Search code examples
c#parsingsprache

Sprache -- Cannot recognise this sequence


I want to match strings where the first character is a letter, then it is followed by multiple characters which are either digits or letters, then finally ends with a letter. For example a11a11a is correct but a11aa11 is incorrect because it ends with a digit and not a letter.

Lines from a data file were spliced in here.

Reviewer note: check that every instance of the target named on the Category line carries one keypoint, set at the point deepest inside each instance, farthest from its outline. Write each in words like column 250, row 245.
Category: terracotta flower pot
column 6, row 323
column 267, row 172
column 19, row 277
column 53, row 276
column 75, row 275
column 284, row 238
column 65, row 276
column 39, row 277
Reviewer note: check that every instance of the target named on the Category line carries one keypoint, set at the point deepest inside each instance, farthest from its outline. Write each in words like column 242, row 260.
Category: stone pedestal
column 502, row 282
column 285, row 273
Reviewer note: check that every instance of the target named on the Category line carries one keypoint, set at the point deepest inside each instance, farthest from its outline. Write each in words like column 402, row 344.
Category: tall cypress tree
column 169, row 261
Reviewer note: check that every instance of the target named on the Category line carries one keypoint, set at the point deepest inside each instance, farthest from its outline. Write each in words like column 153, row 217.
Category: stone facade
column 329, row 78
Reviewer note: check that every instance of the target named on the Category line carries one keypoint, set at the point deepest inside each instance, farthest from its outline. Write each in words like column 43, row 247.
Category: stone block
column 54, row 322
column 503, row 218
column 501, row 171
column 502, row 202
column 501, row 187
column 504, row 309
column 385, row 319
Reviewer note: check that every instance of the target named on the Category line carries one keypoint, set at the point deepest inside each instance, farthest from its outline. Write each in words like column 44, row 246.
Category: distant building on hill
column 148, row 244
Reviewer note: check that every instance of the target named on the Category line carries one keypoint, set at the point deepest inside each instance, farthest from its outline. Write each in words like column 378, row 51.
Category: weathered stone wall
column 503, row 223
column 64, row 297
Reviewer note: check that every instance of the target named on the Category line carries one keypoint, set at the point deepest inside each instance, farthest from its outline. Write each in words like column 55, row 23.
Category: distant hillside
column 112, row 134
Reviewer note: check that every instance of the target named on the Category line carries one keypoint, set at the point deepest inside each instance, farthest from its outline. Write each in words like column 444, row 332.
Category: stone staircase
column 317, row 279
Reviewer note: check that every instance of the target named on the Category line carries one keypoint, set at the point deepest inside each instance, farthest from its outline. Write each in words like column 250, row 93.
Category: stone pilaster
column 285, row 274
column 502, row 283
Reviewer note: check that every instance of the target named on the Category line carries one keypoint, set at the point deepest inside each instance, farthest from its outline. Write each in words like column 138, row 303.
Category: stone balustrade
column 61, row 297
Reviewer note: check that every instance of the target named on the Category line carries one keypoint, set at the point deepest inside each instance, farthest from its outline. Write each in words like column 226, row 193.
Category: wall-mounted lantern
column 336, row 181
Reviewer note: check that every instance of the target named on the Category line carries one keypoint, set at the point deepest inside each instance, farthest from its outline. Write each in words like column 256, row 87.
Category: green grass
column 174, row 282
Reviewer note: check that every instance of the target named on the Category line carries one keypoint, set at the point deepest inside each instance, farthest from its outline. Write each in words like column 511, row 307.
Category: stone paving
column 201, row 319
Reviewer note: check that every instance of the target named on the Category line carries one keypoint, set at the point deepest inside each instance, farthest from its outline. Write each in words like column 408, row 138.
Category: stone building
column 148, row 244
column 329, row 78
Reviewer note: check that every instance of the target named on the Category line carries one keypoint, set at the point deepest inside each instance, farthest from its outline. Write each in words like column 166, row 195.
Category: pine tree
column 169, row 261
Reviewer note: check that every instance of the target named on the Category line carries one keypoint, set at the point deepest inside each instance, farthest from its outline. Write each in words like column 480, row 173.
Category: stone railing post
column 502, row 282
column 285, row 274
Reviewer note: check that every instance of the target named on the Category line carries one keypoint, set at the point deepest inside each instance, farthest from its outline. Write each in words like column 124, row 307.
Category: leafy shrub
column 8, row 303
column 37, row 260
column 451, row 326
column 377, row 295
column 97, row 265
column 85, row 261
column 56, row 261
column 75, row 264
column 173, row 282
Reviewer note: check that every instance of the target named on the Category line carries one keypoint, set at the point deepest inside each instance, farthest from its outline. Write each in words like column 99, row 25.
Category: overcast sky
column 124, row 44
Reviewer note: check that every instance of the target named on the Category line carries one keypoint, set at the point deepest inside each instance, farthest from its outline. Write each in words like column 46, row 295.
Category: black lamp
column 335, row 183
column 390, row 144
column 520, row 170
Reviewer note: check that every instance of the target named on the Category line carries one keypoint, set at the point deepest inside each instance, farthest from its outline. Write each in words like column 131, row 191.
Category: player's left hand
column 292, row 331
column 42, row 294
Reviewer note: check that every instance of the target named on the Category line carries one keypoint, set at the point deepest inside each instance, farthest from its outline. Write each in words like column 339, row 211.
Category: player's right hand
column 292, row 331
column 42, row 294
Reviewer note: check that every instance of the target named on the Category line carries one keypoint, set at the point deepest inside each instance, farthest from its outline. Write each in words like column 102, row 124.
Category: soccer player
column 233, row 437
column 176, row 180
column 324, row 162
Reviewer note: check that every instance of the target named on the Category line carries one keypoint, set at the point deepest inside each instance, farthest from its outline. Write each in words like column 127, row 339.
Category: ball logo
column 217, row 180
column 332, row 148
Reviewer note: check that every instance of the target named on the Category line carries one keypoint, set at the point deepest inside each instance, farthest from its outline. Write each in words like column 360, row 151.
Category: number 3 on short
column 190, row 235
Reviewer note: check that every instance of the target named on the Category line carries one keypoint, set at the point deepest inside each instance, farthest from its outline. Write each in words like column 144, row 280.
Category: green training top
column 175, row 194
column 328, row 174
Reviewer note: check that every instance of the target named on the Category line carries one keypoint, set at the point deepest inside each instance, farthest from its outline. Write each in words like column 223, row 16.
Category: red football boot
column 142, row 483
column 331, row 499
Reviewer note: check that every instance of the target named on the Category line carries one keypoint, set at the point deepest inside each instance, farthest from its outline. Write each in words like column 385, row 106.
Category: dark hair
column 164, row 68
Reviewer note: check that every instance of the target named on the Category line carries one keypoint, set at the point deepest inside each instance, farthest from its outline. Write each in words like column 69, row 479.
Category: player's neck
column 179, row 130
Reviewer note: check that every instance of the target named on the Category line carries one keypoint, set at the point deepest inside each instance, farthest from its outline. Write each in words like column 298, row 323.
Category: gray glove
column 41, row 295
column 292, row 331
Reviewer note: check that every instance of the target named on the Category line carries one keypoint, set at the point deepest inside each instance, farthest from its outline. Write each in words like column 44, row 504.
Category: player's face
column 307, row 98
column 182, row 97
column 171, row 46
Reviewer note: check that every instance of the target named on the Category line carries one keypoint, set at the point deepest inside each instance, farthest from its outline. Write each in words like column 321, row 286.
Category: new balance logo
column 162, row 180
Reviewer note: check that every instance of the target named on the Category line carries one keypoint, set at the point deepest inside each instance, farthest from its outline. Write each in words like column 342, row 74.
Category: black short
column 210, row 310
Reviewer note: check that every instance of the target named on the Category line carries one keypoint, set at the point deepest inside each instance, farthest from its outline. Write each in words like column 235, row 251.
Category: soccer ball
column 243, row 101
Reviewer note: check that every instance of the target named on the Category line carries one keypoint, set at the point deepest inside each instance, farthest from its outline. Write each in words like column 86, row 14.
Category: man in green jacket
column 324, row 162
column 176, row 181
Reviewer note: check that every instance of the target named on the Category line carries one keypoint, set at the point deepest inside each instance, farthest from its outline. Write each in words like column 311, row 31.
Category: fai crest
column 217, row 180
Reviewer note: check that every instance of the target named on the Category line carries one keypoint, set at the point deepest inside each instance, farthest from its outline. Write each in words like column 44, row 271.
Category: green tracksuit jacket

I wrote the following code to do it:

var grammar =
    from first in Parse.Letter.Once()
    from rest in Parse.LetterOrDigit.Many()
    from end in Parse.Letter.Once()
    select new string(first.Concat(rest).Concat(end).ToArray());

var result = grammar.TryParse("a111a");

Unfortunately LetterOrDigit.Many() consumes the last letter too.

Any way to avoid this?


Solution

  • Here is a solution:

    Parser<IEnumerable<char>> A = null, B = null, C = null;
    
    var letter = Parse.Letter.Once();
    var digit = Parse.Digit.Once();
    
    B =
        (
        from d in digit
        from cs in Parse.Ref(() => C)
        select d.Concat(cs)
        ).Or
        (
            from l in letter
            from bs in Parse.Ref(() => B)
            select l.Concat(bs)
        ).Or(letter);
    
    C = (
        from d in digit
        from bs in Parse.Ref(() => B)
        select d.Concat(bs)
        ).Or(letter);
    
    A = (
        from l in letter
        from bs in Parse.Ref(() => B)
        select l.Concat(bs)
        ).Or(letter);
    
    var grammar =
        from _ in Parse.WhiteSpace.Many()
        from a in A
        from __ in Parse.WhiteSpace.Many()
        select a;
    

    The clauses in the Or's need to be in the correct order.

    A commenter recommended the use of Regular Expressions. You can use them within Sprache:

    Parse.Regex("[a-z]([a-z0-9]*[a-z])?")